5.3.08

Cotidiano

Arrasta os pés calçados por um par de chinelos que logo a deixará descalça. O saco que traz à mão direita é o inventário de toda a sua existência: um cobertor puído, duas camisetas, trapos de roupas. A mulher ainda possui cabelos há muito sem pentear, unhas compridas carregadas de escura sujidade, uma boca nua de dentes, lábios talhados pelo álcool fácil, um corpo em que a pele é acúmulo de evidências da falta de muitos banhos.
O Sol a abraça com um calor de que ela não sente falta, diz-lhe sobre as horas das quais a mulher não precisa.
Ela se vira repentinamente, abandonando a calçada, ganhando o asfalto. Quando atinge o meio da rua, enxerga um casal se levantando da mesa ao ar livre de um café. Tenta apertar o passo para aproximar-se e suplicar esmola. As pernas não respondem à desordenada vontade do cérebro, e a mulher quase cai.
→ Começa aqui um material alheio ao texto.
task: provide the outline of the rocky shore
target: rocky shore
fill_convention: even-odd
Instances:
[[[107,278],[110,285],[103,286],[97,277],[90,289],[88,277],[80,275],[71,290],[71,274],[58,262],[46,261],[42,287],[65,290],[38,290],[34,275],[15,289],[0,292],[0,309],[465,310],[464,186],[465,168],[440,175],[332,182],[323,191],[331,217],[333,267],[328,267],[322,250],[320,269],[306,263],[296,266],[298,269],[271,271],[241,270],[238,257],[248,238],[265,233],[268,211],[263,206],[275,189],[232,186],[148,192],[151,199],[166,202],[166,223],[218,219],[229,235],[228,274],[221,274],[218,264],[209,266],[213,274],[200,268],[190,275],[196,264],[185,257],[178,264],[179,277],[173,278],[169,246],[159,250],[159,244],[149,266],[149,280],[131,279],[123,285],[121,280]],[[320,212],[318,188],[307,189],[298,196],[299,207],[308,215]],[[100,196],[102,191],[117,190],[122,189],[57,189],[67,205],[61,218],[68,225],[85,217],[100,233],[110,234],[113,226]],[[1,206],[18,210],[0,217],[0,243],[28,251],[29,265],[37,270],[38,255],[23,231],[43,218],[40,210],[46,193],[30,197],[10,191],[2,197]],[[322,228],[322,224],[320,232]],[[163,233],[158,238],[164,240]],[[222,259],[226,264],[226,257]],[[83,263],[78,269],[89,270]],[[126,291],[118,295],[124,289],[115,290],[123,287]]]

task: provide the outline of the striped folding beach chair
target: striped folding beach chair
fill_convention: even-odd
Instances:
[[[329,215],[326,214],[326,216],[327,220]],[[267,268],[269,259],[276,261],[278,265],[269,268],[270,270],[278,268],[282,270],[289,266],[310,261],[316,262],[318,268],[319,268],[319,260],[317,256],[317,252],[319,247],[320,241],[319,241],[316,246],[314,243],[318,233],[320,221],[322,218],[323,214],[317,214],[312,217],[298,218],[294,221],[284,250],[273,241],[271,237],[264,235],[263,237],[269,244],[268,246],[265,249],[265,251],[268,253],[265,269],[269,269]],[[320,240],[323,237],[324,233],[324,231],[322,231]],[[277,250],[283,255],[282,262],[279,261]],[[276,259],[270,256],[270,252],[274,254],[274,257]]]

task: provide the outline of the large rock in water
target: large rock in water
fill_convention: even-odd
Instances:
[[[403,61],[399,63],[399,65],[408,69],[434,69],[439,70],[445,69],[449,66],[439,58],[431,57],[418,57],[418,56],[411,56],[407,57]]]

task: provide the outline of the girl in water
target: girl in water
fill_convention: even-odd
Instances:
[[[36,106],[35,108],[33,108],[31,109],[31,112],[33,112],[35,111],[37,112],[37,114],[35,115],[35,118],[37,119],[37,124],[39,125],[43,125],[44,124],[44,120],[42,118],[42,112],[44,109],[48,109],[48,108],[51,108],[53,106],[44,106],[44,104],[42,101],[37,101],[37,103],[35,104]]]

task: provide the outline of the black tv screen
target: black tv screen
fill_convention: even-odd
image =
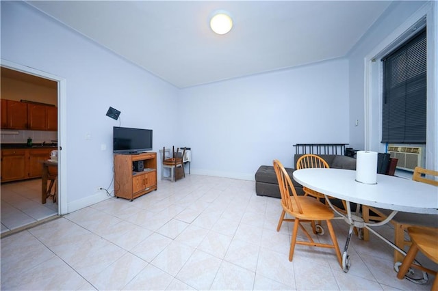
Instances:
[[[152,150],[152,130],[114,126],[113,152],[136,154]]]

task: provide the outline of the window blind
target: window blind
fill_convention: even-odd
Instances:
[[[382,142],[426,143],[426,27],[382,61]]]

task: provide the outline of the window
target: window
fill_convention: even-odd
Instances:
[[[382,59],[382,142],[426,143],[426,27]]]

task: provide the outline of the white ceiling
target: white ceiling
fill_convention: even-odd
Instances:
[[[387,1],[29,3],[179,87],[345,56]],[[227,12],[234,27],[214,33]]]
O casal entra num carro, parte sem ao menos notar o vulto que crescia com dificuldade em sua direção, mão estendida em aridez de posse e opulência de necessidade.
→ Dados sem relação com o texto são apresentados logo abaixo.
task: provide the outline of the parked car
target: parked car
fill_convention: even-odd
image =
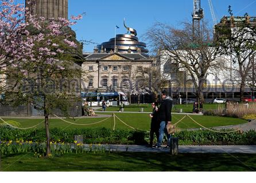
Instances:
[[[215,98],[213,100],[212,104],[224,104],[227,102],[227,100],[224,98]]]
[[[196,99],[193,98],[188,98],[188,100],[184,99],[182,101],[182,104],[194,104],[195,102],[196,102]]]
[[[256,102],[256,98],[254,98],[254,100],[253,101],[251,97],[245,97],[243,98],[243,102]]]

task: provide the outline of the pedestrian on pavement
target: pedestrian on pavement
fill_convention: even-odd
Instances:
[[[159,138],[157,144],[153,148],[154,149],[161,149],[162,139],[164,138],[164,133],[167,136],[167,146],[166,148],[170,148],[170,134],[168,134],[166,129],[166,125],[170,124],[172,121],[171,110],[172,106],[172,100],[169,96],[167,96],[166,92],[162,92],[162,101],[158,109],[158,121],[160,122],[159,128]]]
[[[119,108],[119,112],[123,112],[123,109],[125,108],[125,104],[123,104],[123,102],[121,102],[121,105]]]
[[[106,109],[107,108],[107,105],[106,105],[106,102],[104,101],[102,102],[102,111],[106,111]]]
[[[156,134],[157,137],[157,141],[158,140],[159,137],[159,127],[160,124],[158,121],[158,109],[157,102],[153,102],[152,104],[153,108],[152,113],[149,114],[149,117],[151,118],[151,125],[150,125],[150,140],[149,142],[149,146],[152,147],[153,141],[154,140],[154,134]]]
[[[203,113],[203,102],[201,101],[199,102],[199,113]]]

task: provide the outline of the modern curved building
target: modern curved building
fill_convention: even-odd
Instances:
[[[115,38],[111,38],[108,42],[104,42],[97,45],[95,49],[95,53],[112,53],[115,50],[119,53],[140,53],[146,55],[149,50],[146,49],[145,43],[139,42],[137,37],[136,30],[128,27],[123,25],[127,30],[127,33],[125,34],[117,34]]]

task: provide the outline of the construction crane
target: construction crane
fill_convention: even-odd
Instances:
[[[193,0],[193,40],[195,39],[195,27],[197,24],[200,29],[200,21],[204,18],[204,10],[201,7],[201,0]]]
[[[215,14],[214,13],[214,6],[212,6],[212,3],[211,0],[208,0],[208,2],[209,3],[209,6],[211,10],[211,13],[212,14],[212,21],[214,21],[214,26],[215,25],[217,25],[217,20],[216,19]]]

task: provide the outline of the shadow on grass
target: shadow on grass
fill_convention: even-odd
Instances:
[[[67,154],[49,159],[36,158],[29,154],[5,169],[22,156],[3,157],[2,170],[236,172],[256,169],[256,154],[180,154],[172,156],[168,153],[129,152]]]

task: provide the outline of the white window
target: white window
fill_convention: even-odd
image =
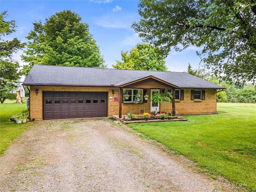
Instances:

A mulher olha em volta, vê pessoa alguma a quem possa pedir um chuvisco de moedas. Sobre a mesa há pouco abandonada, duas xícaras vazias, um prato com restos de salada.
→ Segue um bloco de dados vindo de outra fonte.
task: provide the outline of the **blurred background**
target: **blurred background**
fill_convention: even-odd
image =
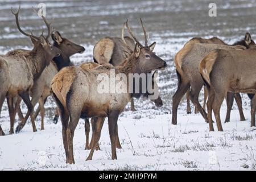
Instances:
[[[17,48],[31,47],[29,39],[17,30],[11,7],[16,10],[21,5],[20,25],[26,31],[39,35],[42,19],[32,10],[42,2],[39,1],[0,1],[0,53]],[[72,57],[75,64],[93,60],[93,46],[106,36],[119,36],[122,23],[129,19],[130,26],[139,39],[143,33],[139,18],[142,18],[150,32],[150,42],[156,41],[156,54],[166,60],[169,67],[160,72],[161,94],[164,106],[145,104],[137,100],[138,110],[154,109],[158,112],[170,113],[171,98],[177,88],[175,54],[184,44],[194,36],[217,36],[228,43],[242,39],[246,32],[256,37],[256,3],[255,1],[214,1],[217,16],[208,15],[205,0],[87,0],[44,1],[46,18],[54,19],[53,26],[62,36],[82,44],[83,55]],[[247,100],[245,101],[247,105]],[[183,102],[183,104],[184,104]]]

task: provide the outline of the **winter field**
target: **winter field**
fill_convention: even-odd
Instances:
[[[46,1],[46,18],[54,18],[53,26],[63,37],[82,45],[83,54],[71,57],[75,64],[93,61],[93,46],[106,36],[119,36],[123,22],[129,19],[136,35],[143,40],[138,18],[142,18],[150,42],[156,41],[154,52],[166,60],[168,67],[159,72],[159,88],[164,105],[135,100],[136,111],[126,106],[118,121],[122,149],[118,160],[111,160],[111,145],[106,120],[100,139],[101,150],[93,160],[85,161],[84,121],[80,119],[73,139],[75,164],[65,163],[61,123],[52,123],[55,104],[48,98],[45,107],[45,130],[32,131],[28,120],[18,134],[0,136],[0,170],[255,170],[256,128],[250,126],[250,100],[242,94],[246,121],[240,121],[236,104],[230,122],[224,123],[226,105],[221,111],[223,132],[209,132],[209,125],[199,114],[187,114],[185,98],[180,104],[177,125],[171,125],[172,97],[177,86],[174,57],[184,43],[195,36],[213,36],[232,43],[249,32],[256,40],[255,1],[217,1],[217,16],[208,16],[210,2],[195,1]],[[43,22],[31,9],[36,1],[21,1],[20,24],[39,34]],[[28,39],[18,31],[11,7],[17,1],[0,1],[0,53],[16,48],[31,48]],[[1,84],[0,84],[1,86]],[[203,92],[200,100],[203,104]],[[235,103],[235,102],[234,102]],[[37,106],[35,107],[37,107]],[[23,113],[26,107],[22,104]],[[10,119],[5,102],[0,125],[8,134]],[[214,117],[214,116],[213,115]],[[215,119],[214,119],[215,120]],[[16,118],[15,127],[19,119]],[[214,123],[214,129],[217,126]],[[92,133],[92,132],[91,132]],[[91,133],[90,136],[91,135]]]

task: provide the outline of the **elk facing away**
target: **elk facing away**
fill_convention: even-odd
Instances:
[[[126,26],[131,35],[133,35],[127,22]],[[153,70],[163,69],[167,67],[166,63],[152,52],[152,48],[154,47],[155,43],[148,46],[146,38],[145,46],[143,46],[133,35],[133,37],[136,41],[135,48],[118,68],[100,65],[86,71],[80,67],[69,67],[61,69],[52,81],[51,89],[63,124],[67,163],[75,163],[73,138],[80,117],[108,117],[112,159],[117,159],[115,136],[118,115],[130,101],[133,93],[129,93],[129,80],[126,80],[127,81],[126,82],[123,79],[118,79],[122,83],[123,88],[126,88],[126,93],[115,92],[99,95],[97,88],[100,81],[98,80],[97,77],[100,73],[104,73],[109,77],[110,70],[114,69],[115,76],[120,78],[118,73],[123,73],[122,75],[128,77],[129,73],[147,73]],[[100,133],[97,133],[95,136],[88,160],[92,158]]]
[[[129,47],[133,49],[134,49],[134,39],[129,36],[124,36],[123,39]],[[125,45],[121,38],[106,37],[100,40],[95,45],[93,48],[93,59],[94,62],[100,64],[109,63],[117,67],[122,63],[129,52],[130,50]],[[144,98],[147,98],[148,96],[147,93],[143,96]],[[156,99],[151,101],[158,107],[163,105],[160,96]],[[131,100],[131,110],[135,111],[133,98]]]
[[[14,50],[0,56],[0,107],[6,96],[11,121],[10,134],[14,133],[15,116],[14,97],[18,95],[23,99],[28,108],[26,117],[28,117],[33,110],[29,90],[33,86],[34,80],[38,78],[44,68],[49,64],[51,60],[60,54],[60,51],[51,45],[47,40],[51,35],[49,24],[47,24],[48,34],[46,38],[43,35],[40,37],[29,35],[23,31],[19,26],[19,10],[20,7],[16,13],[13,12],[15,15],[18,28],[23,34],[30,38],[34,48],[31,51]],[[35,125],[32,114],[30,114],[30,117],[35,131]]]
[[[201,75],[209,93],[207,101],[210,131],[214,131],[213,110],[218,131],[223,131],[220,109],[227,92],[256,93],[256,48],[247,50],[216,49],[200,64]],[[251,101],[251,126],[255,126],[256,96]]]
[[[210,40],[218,39],[213,38]],[[190,98],[201,114],[208,122],[207,114],[205,111],[201,106],[199,101],[200,92],[204,85],[203,80],[201,77],[199,65],[200,61],[209,52],[216,49],[246,49],[251,47],[254,47],[255,43],[251,39],[249,33],[246,33],[245,38],[240,42],[237,42],[234,45],[241,46],[225,46],[217,43],[223,42],[215,40],[216,44],[205,43],[207,39],[201,38],[194,38],[185,44],[184,47],[175,55],[175,63],[176,65],[177,75],[179,80],[179,85],[177,91],[173,96],[172,101],[172,123],[177,124],[177,111],[179,104],[182,97],[191,87]],[[203,43],[198,43],[203,42]],[[246,46],[244,47],[243,46]],[[231,94],[231,96],[230,96]],[[241,116],[241,120],[245,120],[242,109],[242,101],[239,93],[235,94],[235,98],[238,104]],[[227,97],[228,111],[226,117],[226,122],[229,121],[230,111],[233,104],[233,96],[232,93],[228,93]]]
[[[53,40],[53,46],[59,48],[61,51],[59,56],[54,57],[51,61],[49,66],[47,67],[41,76],[37,79],[30,90],[32,97],[31,102],[34,106],[39,102],[39,106],[34,115],[34,118],[36,118],[39,111],[41,114],[41,130],[44,130],[44,104],[47,97],[51,94],[51,81],[54,76],[63,67],[72,65],[69,57],[73,55],[82,53],[85,49],[84,47],[77,45],[69,40],[63,38],[58,31],[55,31],[52,34],[52,38]],[[19,105],[19,104],[18,104]],[[19,115],[22,118],[22,113],[20,108],[18,108]],[[55,115],[55,122],[56,122],[58,115]],[[23,118],[22,118],[23,119]],[[26,121],[23,120],[24,122]],[[24,126],[24,123],[20,125]],[[17,130],[17,131],[19,131]]]

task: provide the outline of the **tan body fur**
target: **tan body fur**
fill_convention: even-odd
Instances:
[[[254,45],[254,42],[250,39],[249,33],[246,34],[245,40],[237,42],[237,44],[244,44],[246,40],[250,40],[247,46]],[[197,43],[198,42],[203,43]],[[214,42],[214,44],[210,43]],[[202,38],[193,38],[187,43],[184,47],[175,55],[174,61],[176,65],[177,74],[179,78],[179,86],[177,91],[173,97],[172,106],[172,124],[177,123],[177,107],[183,95],[186,92],[190,94],[188,98],[190,98],[198,109],[201,114],[208,122],[207,113],[201,106],[199,101],[199,93],[204,84],[199,71],[199,64],[201,60],[209,52],[215,49],[246,49],[246,47],[242,46],[226,46],[221,40],[213,38],[209,39]],[[189,88],[191,90],[189,91]],[[205,92],[206,93],[206,92]],[[207,94],[205,94],[204,101],[205,102]],[[241,120],[245,120],[242,108],[242,101],[239,93],[234,94],[236,101],[238,106]],[[229,94],[227,96],[228,111],[226,117],[226,122],[229,121],[230,110],[233,105],[234,96]],[[189,106],[189,101],[188,101]]]
[[[222,131],[220,109],[226,92],[256,93],[256,48],[247,50],[214,50],[200,63],[200,73],[207,85],[210,131],[214,131],[213,109],[218,131]],[[251,102],[251,126],[255,126],[256,97]]]

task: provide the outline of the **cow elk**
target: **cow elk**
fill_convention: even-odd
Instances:
[[[256,93],[256,48],[216,49],[201,61],[200,71],[209,93],[207,101],[210,131],[214,131],[213,110],[218,131],[223,131],[220,110],[227,92]],[[251,127],[255,126],[256,96],[251,101]]]
[[[213,42],[214,42],[215,44],[212,44]],[[220,43],[222,45],[220,44]],[[179,85],[172,98],[172,123],[173,125],[177,124],[177,111],[179,104],[182,97],[189,88],[191,88],[190,99],[191,101],[208,122],[207,114],[199,101],[199,93],[204,85],[200,73],[199,65],[200,61],[204,56],[211,51],[216,49],[246,49],[255,46],[255,43],[251,40],[249,33],[246,33],[245,39],[236,42],[233,46],[226,46],[226,44],[223,44],[225,43],[217,38],[210,39],[196,38],[187,43],[175,55],[174,61]],[[228,122],[230,119],[230,110],[234,98],[233,94],[233,93],[228,93],[227,94],[228,111],[225,122]],[[242,101],[238,93],[235,94],[235,98],[238,106],[241,120],[244,121],[245,118],[242,111]]]
[[[2,84],[0,88],[0,107],[2,107],[6,96],[11,121],[10,134],[14,133],[15,117],[13,99],[18,95],[22,98],[28,108],[25,118],[30,115],[33,130],[36,130],[32,119],[33,105],[30,100],[29,90],[33,86],[34,80],[40,77],[51,60],[60,54],[60,51],[48,41],[51,32],[50,24],[45,22],[48,28],[48,35],[46,38],[43,34],[39,37],[28,34],[19,26],[18,16],[20,10],[20,7],[17,13],[14,13],[13,10],[12,13],[15,15],[18,30],[22,34],[30,38],[34,48],[31,51],[14,50],[0,56],[0,82]]]
[[[115,135],[118,115],[130,101],[133,93],[129,93],[129,79],[126,80],[127,82],[123,79],[117,79],[126,90],[125,93],[99,95],[97,88],[100,81],[97,77],[100,74],[104,73],[109,77],[110,70],[114,69],[116,77],[120,78],[118,74],[119,73],[123,73],[122,75],[127,78],[129,73],[147,73],[167,67],[166,63],[152,52],[155,43],[148,46],[145,31],[145,46],[143,46],[133,35],[127,21],[126,26],[135,40],[136,44],[134,51],[122,65],[118,68],[101,65],[87,71],[80,67],[69,67],[62,69],[52,81],[51,89],[63,124],[63,143],[68,163],[75,163],[73,138],[80,117],[108,117],[112,159],[117,159]],[[92,159],[100,136],[100,132],[96,131],[87,160]]]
Despertada pela visão inesperada, a fome chama a mendiga por todos os nomes, empurra o cansaço, toma conta do estômago.
A mulher se debruça sobre a mesa, avança sobre o prato, colhe pedaços de alface, cenoura, restos de tomates com ávidas mãos.
O Sol lambe folhas, o vento verga ramos.
E os dedos da mulher seguem lambendo o prato, sua boca sem dentes segue vergando a fome.